Diatas dikemukakan, bahwa pengambil risiko berkaitan dengan kepercayaan diri sendiri. Artinya, semakin besar keyakinan seseorang pada kemampuan sendiri, maka semakin besar keyakinan orang tersebut akan kesanggupan untuk mempengaruhi hasil dan keputusan, dan semakin besar pula kesediaan seseorang untuk mencoba apa yang menurut orang lain sebagai risiko (Meredith, 1996: 39). Jadi, pengambil risiko lebih menyukai tantangan dan peluang. Oleh sebab itu, pengambil risiko ditemukan pada orang-orang yang inovatif dan kreatif yang merupakan bagian terpenting dari perilaku kewirausahaan.

(4) Kepemimpinan
Seoranmg wirausaha yang berhasil selalu memiliki sifat kepemimpinan, kepeloporan, keteladanan. Ia selalu ingin tampil berbeda, lebih dulu, lebih menonjol. Dengan menggunakan kemampuan kreativitas dan keinovasiannya, ia selalu menampilkan barang dan jasa-jasa yang dihasilkannya dengan lebih cepat, lebih dulu dan segera berada dipasar. Ia selalu menampilkan produk dan jasa-jasa baru dan berbeda sehingga ia menjadi pelopor baik dalam proses produksi maupun pemasarannya. Ia selalu memanfaatkan perbedaan sebagai suatu yang menambah nilai. Karena itu, perbedaan bagi seseorang yang memiliki jiwa kewirausahaan merupakan sumber pembaharuan untuk menciptakan nilai. Ia selalu ingin bergaul untuk mencari peluang, terbuka untuk menerima kritik dan saran yang kemudian dijadikan peluang. Dalam karya dan karsanya, wirausaha selalu ingin tampil baru dan berbeda. Karya dan karsa yang berbeda akan dipandang sebagai sesuatu yang baru dan dijadikan peluang. Banyak hasil karya wirausaha berbeda dan dipandang baru, seperti komputer, mobil, minuman, dan produk makanan lainnya. Contoh sederhana adalah mobil produk Toyota Motor yang hampir setahun sekali menghasilkan produk mobil baru. Disebut produk mobil kijang baru karena tampilannya, interiornya, bentuk dan asesorisnya berbeda dengan yang sudah ada. Karena berbeda itulah, maka disebut baru. Akibatnya, nilai jual kijang baru lebih mahal daripada kijang produk lama. Inilah nilai tambah yang ciptakan oleh wirausaha yang memiliki kepeloporan.

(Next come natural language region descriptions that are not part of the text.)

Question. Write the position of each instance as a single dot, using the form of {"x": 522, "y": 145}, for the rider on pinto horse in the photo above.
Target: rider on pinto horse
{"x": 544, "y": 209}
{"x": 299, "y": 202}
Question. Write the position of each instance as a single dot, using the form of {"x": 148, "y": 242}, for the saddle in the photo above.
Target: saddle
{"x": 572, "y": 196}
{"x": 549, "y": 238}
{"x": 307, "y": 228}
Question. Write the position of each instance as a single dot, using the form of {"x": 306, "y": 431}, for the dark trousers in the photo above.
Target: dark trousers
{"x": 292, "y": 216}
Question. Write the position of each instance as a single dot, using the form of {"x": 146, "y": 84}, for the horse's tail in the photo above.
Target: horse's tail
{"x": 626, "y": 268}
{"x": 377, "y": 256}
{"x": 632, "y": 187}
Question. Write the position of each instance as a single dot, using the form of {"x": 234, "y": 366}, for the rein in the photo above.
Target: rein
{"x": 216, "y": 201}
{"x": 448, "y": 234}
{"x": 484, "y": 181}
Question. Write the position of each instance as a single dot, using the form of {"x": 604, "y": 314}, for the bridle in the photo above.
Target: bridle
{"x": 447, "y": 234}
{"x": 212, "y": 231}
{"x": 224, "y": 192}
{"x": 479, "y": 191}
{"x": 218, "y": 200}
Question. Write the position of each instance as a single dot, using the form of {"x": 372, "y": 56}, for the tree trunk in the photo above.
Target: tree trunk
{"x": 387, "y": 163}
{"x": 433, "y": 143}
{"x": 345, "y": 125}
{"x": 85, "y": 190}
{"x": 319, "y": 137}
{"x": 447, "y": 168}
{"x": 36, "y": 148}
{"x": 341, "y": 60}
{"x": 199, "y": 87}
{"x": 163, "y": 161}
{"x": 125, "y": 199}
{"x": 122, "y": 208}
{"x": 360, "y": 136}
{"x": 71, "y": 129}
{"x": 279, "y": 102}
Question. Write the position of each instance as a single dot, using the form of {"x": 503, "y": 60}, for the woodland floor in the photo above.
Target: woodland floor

(5) Berorientasi ke Masa Depan
Orang yang berorientasi kemasa depan adalah orang yang memiliki perspektif dan pandangan kemasa depan. Karena ia memiliki pandangan yang jauh kemasa depan, maka selalu berusaha untuk berkarsa dan berkarya. Kuncinya pada kemampuan untuk menciptakan sesuatu yang baru dan berbeda dengan yang sudah ada sekarang. Meskipun dengan risiko yang mungkin terjadi, ia tetap untuk mencari peluang dan tantangan demi pembaharuan masa depan. Pandangan yang jauh kedepan, membuat wirausaha tidak cepat puas dengan karsa dan karya yang sudah ada sekarang. Oleh sebab itu, ia selalu mempersiapkannya dengan mencari suatu peluang.

(6) Korisinilan : Kreativitas dan Keinovasian
Nilai inovatif, kreatif dan fleksibel merupakan usnur-unsur keorisinilan seseorang. Wirausaha yang inovatif adalah orang yang kreatif dan yakin dengan adanya cara-cara baru yang lebih baik (Yuyun Wirasasmita, 1994: 7). Ciri-cirinya, adalah :
 Tidak pernah puas dengan cara-cara yang dilakukan saat ini, meskipun cara tersebut cukup baik;
 Selalu menuangkan imajinasi dalam pekerjaannya;
 Selalu ingin tampil berbeda atau selalu memanfaatkan perbedaan.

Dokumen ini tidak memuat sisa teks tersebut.